Commuter rail station in Chicago, Illinois

115th Street/Morgan Park is one of two Metra railroad stations in the Morgan Park neighborhood of Chicago, Illinois, along the Beverly Branch of the Rock Island District Line. It is 14.3 mi from LaSalle Street Station, the northern terminus of the line. In Metra's zone-based fare system, 115th Street is in zone 2. As of 2018, 115th Street/Morgan Park was the 176th busiest of Metra's 236 non-downtown stations, with an average of 136 weekday boardings.

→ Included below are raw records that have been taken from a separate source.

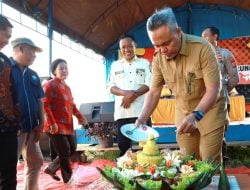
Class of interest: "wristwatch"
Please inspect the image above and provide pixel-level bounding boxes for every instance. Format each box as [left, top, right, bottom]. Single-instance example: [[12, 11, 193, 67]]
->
[[192, 111, 204, 121]]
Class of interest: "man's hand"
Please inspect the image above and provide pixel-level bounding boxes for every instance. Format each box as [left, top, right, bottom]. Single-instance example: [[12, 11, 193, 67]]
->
[[50, 124, 58, 135], [121, 90, 137, 109], [34, 125, 43, 143], [177, 114, 198, 135], [79, 118, 88, 129]]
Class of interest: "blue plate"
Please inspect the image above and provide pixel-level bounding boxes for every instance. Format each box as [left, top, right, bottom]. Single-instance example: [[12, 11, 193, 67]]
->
[[121, 123, 159, 142]]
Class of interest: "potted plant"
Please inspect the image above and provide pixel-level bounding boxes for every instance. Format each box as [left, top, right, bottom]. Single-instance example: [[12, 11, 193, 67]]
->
[[85, 122, 117, 148]]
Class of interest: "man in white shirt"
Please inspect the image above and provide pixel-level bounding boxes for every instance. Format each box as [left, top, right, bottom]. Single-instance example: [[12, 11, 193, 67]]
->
[[108, 35, 151, 156]]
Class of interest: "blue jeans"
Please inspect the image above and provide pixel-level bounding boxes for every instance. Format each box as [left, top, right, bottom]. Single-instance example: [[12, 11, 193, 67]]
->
[[0, 132, 17, 190]]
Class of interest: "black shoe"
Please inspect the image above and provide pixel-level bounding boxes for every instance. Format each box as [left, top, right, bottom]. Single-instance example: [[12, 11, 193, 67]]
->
[[44, 167, 61, 181]]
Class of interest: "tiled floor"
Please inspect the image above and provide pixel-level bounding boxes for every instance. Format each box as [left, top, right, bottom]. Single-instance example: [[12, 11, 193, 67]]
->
[[234, 174, 250, 190]]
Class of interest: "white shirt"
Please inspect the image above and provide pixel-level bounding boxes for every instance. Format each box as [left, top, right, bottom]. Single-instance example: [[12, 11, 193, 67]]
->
[[108, 56, 151, 120]]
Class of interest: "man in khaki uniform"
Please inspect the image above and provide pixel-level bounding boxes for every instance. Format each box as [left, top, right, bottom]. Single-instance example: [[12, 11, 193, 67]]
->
[[135, 8, 228, 162]]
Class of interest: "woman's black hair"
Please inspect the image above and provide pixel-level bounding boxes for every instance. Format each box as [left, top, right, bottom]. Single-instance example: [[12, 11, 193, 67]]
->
[[51, 58, 67, 76]]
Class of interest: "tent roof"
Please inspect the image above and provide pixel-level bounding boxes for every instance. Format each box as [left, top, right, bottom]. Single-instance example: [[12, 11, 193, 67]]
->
[[3, 0, 250, 54]]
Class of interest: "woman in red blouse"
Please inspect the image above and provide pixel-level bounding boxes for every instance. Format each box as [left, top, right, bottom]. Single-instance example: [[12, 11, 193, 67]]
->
[[43, 59, 87, 183]]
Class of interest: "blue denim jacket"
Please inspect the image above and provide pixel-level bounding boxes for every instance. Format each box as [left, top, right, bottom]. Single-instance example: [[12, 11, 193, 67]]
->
[[10, 58, 44, 132]]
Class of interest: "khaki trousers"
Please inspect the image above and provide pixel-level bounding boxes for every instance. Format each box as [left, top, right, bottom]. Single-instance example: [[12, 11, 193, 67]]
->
[[177, 126, 224, 163], [17, 131, 43, 190]]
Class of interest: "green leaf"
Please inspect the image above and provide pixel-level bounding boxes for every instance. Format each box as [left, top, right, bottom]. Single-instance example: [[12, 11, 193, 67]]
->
[[219, 164, 230, 190], [96, 167, 124, 190]]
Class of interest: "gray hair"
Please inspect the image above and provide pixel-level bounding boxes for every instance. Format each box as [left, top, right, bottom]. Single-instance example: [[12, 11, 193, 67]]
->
[[147, 7, 178, 31]]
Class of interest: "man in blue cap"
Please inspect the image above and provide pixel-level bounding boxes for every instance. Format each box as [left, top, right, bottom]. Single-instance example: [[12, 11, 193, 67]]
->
[[0, 15, 20, 190], [11, 38, 44, 190]]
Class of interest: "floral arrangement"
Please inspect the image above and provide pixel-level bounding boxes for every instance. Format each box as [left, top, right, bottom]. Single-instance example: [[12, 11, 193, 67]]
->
[[97, 150, 224, 190], [85, 122, 117, 138]]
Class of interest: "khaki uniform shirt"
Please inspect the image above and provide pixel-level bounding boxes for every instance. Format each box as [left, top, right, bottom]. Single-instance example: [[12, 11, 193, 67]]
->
[[108, 56, 151, 120], [152, 34, 227, 134], [215, 46, 239, 104]]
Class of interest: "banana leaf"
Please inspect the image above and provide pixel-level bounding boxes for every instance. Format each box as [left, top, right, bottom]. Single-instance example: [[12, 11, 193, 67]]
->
[[96, 167, 124, 190]]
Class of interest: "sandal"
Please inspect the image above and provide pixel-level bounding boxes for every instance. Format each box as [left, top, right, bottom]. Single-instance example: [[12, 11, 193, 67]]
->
[[44, 167, 61, 181]]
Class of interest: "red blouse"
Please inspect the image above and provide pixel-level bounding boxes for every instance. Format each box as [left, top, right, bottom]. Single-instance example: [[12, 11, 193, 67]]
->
[[43, 78, 84, 135]]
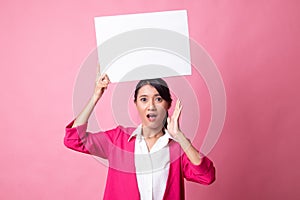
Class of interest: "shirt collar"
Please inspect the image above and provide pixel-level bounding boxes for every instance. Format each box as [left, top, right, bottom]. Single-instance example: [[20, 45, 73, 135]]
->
[[128, 124, 175, 142]]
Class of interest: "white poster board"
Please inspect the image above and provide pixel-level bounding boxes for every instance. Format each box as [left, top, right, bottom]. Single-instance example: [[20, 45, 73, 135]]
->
[[94, 10, 191, 82]]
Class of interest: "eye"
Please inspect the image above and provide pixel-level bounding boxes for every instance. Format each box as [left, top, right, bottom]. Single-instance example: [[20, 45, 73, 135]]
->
[[140, 97, 147, 102], [155, 97, 163, 102]]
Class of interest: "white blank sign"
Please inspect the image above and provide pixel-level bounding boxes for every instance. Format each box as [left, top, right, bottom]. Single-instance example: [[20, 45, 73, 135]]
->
[[95, 10, 191, 82]]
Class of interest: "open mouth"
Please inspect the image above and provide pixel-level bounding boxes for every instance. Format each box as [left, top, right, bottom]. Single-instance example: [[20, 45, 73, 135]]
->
[[146, 114, 157, 121]]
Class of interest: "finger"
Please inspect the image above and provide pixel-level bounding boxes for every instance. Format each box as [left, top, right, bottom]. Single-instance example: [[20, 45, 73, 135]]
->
[[172, 99, 182, 120], [167, 117, 171, 125], [102, 74, 110, 83], [96, 61, 100, 74]]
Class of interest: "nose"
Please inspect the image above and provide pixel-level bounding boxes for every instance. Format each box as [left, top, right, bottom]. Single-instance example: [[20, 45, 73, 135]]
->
[[148, 99, 156, 111]]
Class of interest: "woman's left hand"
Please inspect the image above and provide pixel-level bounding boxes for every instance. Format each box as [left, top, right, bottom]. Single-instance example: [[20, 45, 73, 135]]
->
[[167, 99, 183, 140]]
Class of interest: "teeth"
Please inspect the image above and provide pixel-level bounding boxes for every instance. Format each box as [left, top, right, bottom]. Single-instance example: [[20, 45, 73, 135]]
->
[[147, 114, 156, 118]]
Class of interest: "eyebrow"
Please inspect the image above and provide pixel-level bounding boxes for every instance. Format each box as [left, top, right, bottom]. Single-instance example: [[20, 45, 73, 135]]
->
[[138, 93, 160, 97]]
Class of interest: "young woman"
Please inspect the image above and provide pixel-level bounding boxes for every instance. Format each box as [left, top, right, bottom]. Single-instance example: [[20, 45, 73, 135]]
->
[[64, 71, 215, 200]]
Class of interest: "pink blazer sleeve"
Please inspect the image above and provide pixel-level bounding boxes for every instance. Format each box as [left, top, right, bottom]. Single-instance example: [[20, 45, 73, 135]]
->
[[64, 121, 111, 158], [181, 153, 215, 185]]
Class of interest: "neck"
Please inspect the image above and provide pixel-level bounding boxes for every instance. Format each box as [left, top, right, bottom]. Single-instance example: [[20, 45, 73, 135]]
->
[[142, 127, 164, 139]]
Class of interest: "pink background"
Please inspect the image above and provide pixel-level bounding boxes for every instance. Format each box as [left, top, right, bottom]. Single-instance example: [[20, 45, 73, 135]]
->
[[0, 0, 300, 200]]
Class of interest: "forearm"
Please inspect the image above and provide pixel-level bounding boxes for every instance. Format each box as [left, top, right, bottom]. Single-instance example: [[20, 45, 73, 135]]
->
[[175, 133, 203, 165], [72, 95, 99, 127]]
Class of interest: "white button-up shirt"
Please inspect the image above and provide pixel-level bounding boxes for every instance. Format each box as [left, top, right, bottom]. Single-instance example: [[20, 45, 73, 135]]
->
[[129, 125, 173, 200]]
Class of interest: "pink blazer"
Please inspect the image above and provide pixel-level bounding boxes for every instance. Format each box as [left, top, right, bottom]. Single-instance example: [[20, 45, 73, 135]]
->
[[64, 121, 215, 200]]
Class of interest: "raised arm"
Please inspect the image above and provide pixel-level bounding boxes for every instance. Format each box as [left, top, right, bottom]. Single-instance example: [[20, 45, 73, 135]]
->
[[72, 64, 110, 127]]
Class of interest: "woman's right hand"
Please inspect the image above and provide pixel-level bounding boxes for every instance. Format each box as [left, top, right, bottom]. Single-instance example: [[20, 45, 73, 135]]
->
[[94, 64, 110, 101]]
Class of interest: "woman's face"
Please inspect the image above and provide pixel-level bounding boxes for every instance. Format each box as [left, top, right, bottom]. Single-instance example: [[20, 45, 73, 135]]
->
[[135, 85, 169, 130]]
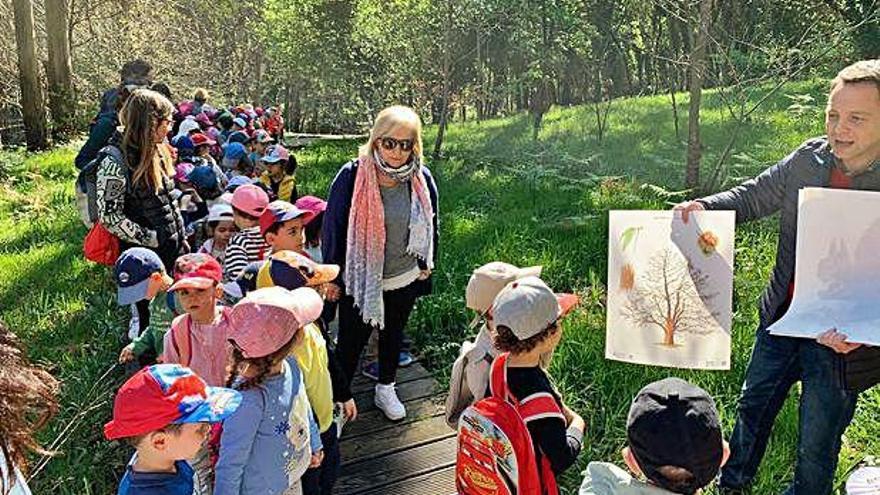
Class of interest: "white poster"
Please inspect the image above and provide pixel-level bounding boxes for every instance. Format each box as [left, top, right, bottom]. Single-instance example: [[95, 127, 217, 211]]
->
[[770, 188, 880, 345], [605, 211, 735, 369]]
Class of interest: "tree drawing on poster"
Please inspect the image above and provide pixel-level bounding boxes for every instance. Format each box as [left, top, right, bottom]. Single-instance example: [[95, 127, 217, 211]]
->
[[606, 211, 734, 369], [621, 248, 719, 347]]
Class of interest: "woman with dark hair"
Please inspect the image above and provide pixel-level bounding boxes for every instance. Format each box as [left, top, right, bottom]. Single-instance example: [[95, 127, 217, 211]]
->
[[97, 89, 189, 336], [74, 59, 153, 170], [321, 106, 438, 420], [0, 321, 58, 495]]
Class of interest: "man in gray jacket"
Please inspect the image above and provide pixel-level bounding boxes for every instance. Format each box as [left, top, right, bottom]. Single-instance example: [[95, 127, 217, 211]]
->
[[675, 60, 880, 495]]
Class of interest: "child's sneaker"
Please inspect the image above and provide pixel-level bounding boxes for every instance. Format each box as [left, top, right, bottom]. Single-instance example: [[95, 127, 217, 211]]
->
[[373, 383, 406, 421], [361, 361, 379, 382], [333, 402, 348, 438], [397, 351, 416, 368]]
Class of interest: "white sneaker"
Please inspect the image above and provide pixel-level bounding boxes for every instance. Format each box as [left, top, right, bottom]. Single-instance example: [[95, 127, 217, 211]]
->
[[374, 383, 406, 421]]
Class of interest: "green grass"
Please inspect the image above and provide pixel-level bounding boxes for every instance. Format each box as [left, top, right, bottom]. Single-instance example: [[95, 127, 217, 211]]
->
[[0, 76, 880, 494]]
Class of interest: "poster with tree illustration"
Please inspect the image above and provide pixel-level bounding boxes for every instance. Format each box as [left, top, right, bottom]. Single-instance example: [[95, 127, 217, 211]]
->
[[605, 211, 735, 369]]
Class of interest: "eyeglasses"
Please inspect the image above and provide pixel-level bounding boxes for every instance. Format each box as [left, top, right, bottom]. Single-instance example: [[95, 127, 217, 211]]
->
[[379, 136, 414, 151]]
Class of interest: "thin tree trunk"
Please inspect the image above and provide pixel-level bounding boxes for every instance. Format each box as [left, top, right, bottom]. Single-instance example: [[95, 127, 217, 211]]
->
[[685, 0, 712, 189], [46, 0, 76, 137], [12, 0, 49, 150]]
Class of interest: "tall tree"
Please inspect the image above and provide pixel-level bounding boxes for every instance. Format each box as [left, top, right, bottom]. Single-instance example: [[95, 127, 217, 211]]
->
[[12, 0, 49, 150], [46, 0, 75, 137], [685, 0, 712, 188]]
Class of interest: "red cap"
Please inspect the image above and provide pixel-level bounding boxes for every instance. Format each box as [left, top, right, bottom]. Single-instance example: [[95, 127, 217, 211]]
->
[[168, 253, 223, 291], [189, 132, 217, 146]]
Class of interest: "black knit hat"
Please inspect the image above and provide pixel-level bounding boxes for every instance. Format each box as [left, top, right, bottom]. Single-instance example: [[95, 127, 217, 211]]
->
[[626, 378, 723, 494]]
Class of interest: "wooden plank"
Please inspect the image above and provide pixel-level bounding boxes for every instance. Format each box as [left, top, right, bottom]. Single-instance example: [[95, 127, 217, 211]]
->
[[340, 397, 444, 443], [339, 416, 456, 466], [354, 378, 437, 413], [336, 437, 458, 495], [361, 466, 455, 495], [351, 363, 431, 394]]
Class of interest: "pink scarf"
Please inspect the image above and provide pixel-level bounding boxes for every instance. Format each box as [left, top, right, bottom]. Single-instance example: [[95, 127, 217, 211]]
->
[[344, 156, 434, 328]]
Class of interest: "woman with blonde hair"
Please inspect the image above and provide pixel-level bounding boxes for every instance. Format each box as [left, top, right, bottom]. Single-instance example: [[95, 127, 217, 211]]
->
[[96, 89, 189, 338], [321, 106, 438, 421]]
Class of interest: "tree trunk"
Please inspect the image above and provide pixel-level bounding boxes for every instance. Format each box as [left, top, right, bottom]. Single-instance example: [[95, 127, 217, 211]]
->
[[12, 0, 49, 150], [685, 0, 712, 189], [46, 0, 76, 138], [431, 2, 453, 160], [663, 320, 675, 347]]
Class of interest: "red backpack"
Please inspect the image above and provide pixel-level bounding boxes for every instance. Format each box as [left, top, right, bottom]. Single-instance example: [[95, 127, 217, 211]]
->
[[455, 353, 565, 495]]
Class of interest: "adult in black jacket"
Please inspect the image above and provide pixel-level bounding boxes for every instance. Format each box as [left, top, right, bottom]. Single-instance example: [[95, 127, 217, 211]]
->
[[321, 106, 438, 420], [97, 89, 188, 333]]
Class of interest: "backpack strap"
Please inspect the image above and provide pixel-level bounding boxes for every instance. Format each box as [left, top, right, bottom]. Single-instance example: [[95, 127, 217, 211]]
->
[[171, 313, 192, 367], [518, 392, 565, 424], [489, 352, 510, 401]]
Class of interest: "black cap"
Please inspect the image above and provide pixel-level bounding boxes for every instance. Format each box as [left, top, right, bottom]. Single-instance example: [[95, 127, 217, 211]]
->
[[626, 378, 723, 493]]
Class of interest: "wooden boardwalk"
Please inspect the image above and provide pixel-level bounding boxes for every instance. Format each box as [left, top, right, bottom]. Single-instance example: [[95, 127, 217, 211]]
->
[[334, 362, 456, 495]]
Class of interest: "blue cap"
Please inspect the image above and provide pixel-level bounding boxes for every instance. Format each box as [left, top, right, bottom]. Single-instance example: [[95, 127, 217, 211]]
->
[[114, 247, 165, 306], [226, 131, 254, 144], [223, 143, 247, 160], [171, 136, 196, 151], [223, 261, 265, 299], [226, 175, 254, 192], [187, 165, 218, 190]]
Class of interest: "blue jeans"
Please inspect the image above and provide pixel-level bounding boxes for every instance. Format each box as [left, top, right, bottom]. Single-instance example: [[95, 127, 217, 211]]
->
[[721, 330, 858, 495]]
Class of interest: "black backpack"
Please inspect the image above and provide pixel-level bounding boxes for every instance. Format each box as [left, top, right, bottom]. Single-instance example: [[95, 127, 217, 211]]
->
[[74, 144, 128, 229]]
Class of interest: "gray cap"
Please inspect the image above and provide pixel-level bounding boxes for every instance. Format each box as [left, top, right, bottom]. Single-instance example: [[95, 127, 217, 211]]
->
[[492, 276, 579, 340]]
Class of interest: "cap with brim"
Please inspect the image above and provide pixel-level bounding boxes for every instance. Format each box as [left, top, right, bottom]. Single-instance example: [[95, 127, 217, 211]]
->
[[465, 261, 542, 328], [257, 250, 339, 290], [260, 200, 315, 235], [104, 364, 241, 440], [168, 253, 223, 291], [228, 287, 324, 359], [492, 276, 579, 340], [114, 247, 167, 306]]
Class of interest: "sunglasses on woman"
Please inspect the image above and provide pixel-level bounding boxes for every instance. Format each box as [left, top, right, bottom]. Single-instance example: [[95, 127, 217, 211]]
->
[[379, 137, 413, 151]]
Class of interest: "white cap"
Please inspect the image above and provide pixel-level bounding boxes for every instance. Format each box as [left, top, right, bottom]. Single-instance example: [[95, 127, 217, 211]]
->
[[492, 277, 578, 340], [464, 261, 541, 314]]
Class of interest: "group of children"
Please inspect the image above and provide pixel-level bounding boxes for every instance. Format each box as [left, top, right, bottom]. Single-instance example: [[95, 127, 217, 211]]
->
[[98, 91, 726, 495]]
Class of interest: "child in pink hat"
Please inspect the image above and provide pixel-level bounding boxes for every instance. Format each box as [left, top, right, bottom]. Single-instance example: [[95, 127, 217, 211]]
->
[[223, 184, 269, 282], [214, 287, 323, 495]]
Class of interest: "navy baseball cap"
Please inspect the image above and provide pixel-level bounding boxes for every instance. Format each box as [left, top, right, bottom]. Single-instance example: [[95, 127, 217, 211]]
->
[[114, 247, 171, 306], [226, 131, 254, 144]]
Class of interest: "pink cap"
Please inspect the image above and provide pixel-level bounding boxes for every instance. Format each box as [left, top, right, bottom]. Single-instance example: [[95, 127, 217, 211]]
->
[[232, 184, 269, 217], [296, 196, 327, 225], [228, 286, 324, 358]]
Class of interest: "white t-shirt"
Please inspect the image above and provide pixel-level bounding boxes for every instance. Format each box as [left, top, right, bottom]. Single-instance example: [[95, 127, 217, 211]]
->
[[0, 449, 31, 495]]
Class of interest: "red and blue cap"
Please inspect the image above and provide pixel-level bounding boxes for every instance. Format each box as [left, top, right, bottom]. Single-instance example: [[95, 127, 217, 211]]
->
[[104, 364, 241, 440]]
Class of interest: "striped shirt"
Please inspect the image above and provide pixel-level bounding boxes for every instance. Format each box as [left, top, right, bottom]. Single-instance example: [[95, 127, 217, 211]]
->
[[223, 226, 270, 282]]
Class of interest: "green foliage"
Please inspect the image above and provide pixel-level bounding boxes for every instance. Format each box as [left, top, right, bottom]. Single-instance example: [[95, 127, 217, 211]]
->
[[0, 80, 880, 494]]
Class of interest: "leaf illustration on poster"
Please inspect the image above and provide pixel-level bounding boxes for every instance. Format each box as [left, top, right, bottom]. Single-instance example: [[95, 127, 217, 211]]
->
[[605, 211, 734, 369], [769, 188, 880, 345]]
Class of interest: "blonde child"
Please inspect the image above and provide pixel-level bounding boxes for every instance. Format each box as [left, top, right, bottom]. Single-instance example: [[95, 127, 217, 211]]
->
[[214, 287, 323, 495]]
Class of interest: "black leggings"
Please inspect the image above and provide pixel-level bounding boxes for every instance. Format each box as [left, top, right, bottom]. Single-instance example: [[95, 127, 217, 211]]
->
[[336, 284, 416, 388]]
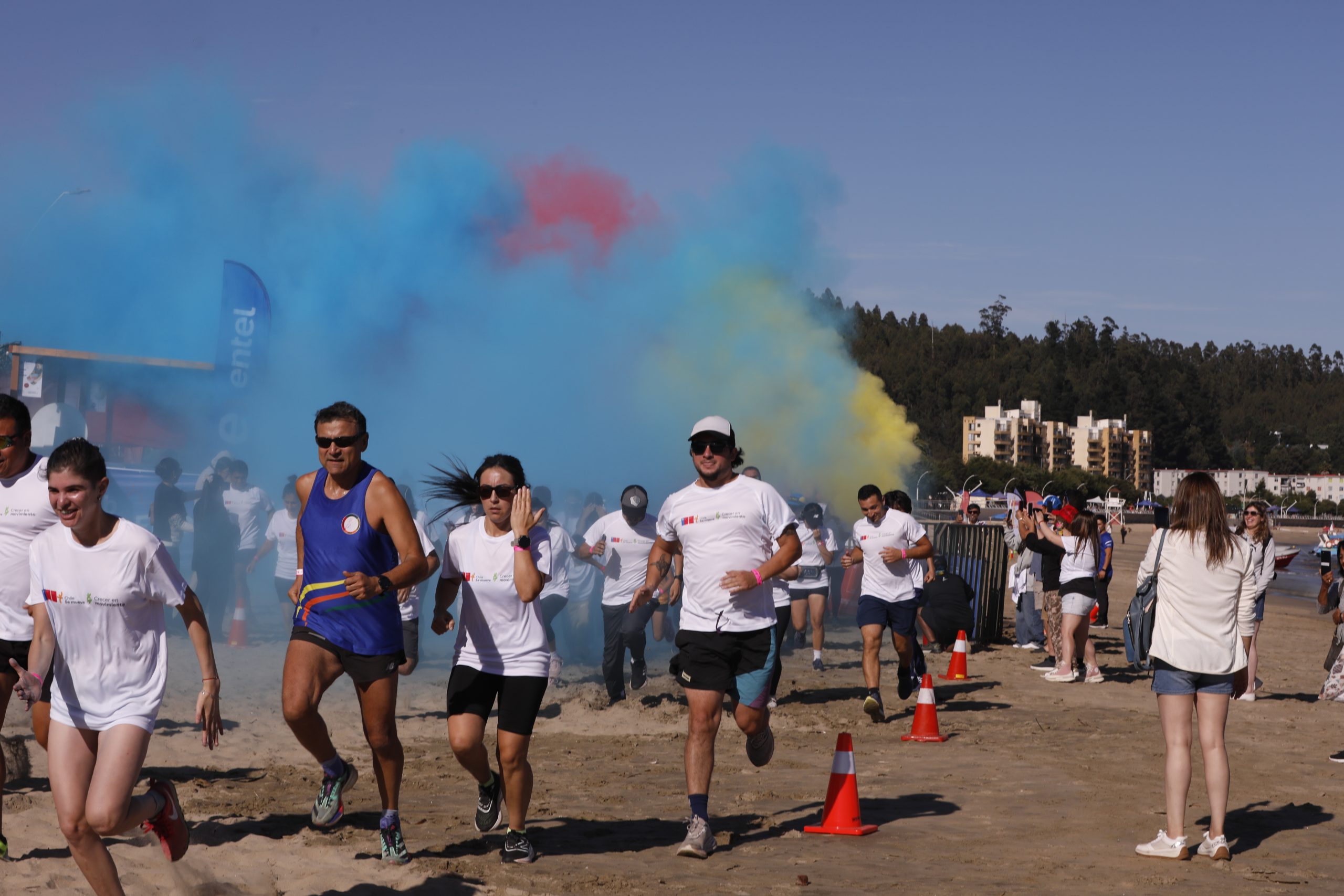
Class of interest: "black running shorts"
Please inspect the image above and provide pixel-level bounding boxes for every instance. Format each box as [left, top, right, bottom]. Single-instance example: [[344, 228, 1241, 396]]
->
[[447, 666, 547, 736], [289, 626, 406, 685]]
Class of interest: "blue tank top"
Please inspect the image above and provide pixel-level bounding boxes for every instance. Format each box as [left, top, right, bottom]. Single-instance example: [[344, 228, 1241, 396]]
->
[[295, 463, 402, 656]]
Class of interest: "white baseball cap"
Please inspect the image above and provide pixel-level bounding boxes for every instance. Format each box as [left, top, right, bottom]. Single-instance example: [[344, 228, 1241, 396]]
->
[[687, 416, 734, 442]]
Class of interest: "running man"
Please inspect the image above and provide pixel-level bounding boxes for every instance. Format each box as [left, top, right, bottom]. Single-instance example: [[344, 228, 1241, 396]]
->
[[8, 438, 222, 896], [840, 485, 933, 721], [282, 402, 427, 865], [0, 395, 57, 861], [631, 416, 802, 858], [574, 485, 680, 704]]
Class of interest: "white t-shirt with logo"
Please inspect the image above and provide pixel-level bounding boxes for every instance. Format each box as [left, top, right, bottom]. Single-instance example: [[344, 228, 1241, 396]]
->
[[854, 509, 927, 603], [583, 511, 658, 607], [266, 509, 298, 582], [789, 523, 838, 593], [439, 517, 554, 678], [28, 519, 187, 731], [0, 457, 59, 642], [657, 476, 799, 631], [225, 485, 276, 551], [397, 513, 438, 622]]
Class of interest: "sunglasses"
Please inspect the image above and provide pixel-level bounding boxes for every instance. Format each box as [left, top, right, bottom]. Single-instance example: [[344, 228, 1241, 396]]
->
[[691, 439, 729, 454], [476, 485, 518, 501], [316, 433, 364, 449]]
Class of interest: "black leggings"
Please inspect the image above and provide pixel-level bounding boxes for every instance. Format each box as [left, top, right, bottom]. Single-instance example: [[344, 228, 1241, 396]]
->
[[770, 606, 793, 697]]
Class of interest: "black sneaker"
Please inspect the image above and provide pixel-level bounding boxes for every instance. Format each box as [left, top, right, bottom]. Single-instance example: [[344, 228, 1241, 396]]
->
[[476, 773, 504, 834], [500, 830, 536, 865]]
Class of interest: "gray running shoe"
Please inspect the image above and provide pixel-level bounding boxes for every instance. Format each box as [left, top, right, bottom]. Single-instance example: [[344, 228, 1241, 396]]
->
[[313, 762, 359, 827], [747, 725, 774, 768], [676, 815, 718, 858]]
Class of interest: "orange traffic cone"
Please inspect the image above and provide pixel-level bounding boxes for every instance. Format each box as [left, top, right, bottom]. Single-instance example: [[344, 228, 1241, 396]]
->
[[900, 674, 948, 743], [228, 596, 247, 648], [802, 733, 878, 837], [938, 630, 970, 681]]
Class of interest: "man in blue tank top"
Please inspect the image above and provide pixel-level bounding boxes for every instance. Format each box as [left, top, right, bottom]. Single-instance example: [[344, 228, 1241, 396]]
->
[[282, 402, 426, 864]]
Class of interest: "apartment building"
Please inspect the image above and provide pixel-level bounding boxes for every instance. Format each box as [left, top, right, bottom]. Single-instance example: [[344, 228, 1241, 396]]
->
[[961, 402, 1153, 492]]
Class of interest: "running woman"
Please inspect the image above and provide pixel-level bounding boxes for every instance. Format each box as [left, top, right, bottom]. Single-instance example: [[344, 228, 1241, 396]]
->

As of 2022, 115th Street/Morgan Park is served by 40 trains (20 in each direction) on weekdays, by 21 trains (10 inbound, 11 outbound) on Saturdays, and by 16 trains (eight in each direction) on Sundays and holidays.

Parking is available along the west side of the tracks on South Hale Avenue between Edmaire Street and north of 116th Street. It is also available on small on-street lots along the north side of 115th Street between the tracks and Church Street. No bus connections are available.

==History==
The train station building was damaged by a fire in May 2017 and subsequently demolished. Officials ruled that arson was the cause of the fire. On February 19, 2025, IHC Construction Companies received $8.69 million for station renovation, which includes adding a new station house in place of the now-demolished structure. A groundbreaking ceremony occurred on June 16, 2025.